I claim the following:
1. A method comprising:
detecting malware or a malware attack capable of controlling an Industrial Control System (ICS) device;
emulating at least one Industrial Control System (ICS) device;
simulating the malware attack; and
performing a behavior analysis.
2. The method of claim 1, wherein emulating the at least one ICS device comprises emulating at least one of the following:
a Supervisory Control and Data Acquisition (SCADA) system,
a Distributed Control System (DCS),
a Programmable Logic Controller (PLC),
a Human Management Interface (HMI),
a Remote terminal unit (RTU), and
an Intelligent Electronic Device (IED).
3. The method of claim 1, wherein performing the behavior analysis comprises comparing effects of the simulated malware attack on the emulated at least one ICS device with effects of the simulated malware attack on an actual ICS device.

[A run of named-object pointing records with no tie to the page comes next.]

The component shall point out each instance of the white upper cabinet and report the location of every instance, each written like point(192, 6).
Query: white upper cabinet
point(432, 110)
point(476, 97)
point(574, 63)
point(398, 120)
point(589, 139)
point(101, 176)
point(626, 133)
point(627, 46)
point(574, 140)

4. The method of claim 1, further comprising:
detecting a communication medium through which the malware is attempting to communicate with the ICS device;
detecting a communication protocol through which the malware is attempting to communicate with the ICS device;
determining at least one data type being communicated by the malware to the ICS device; and
determining an at least one action that the malware is requesting the ICS to perform.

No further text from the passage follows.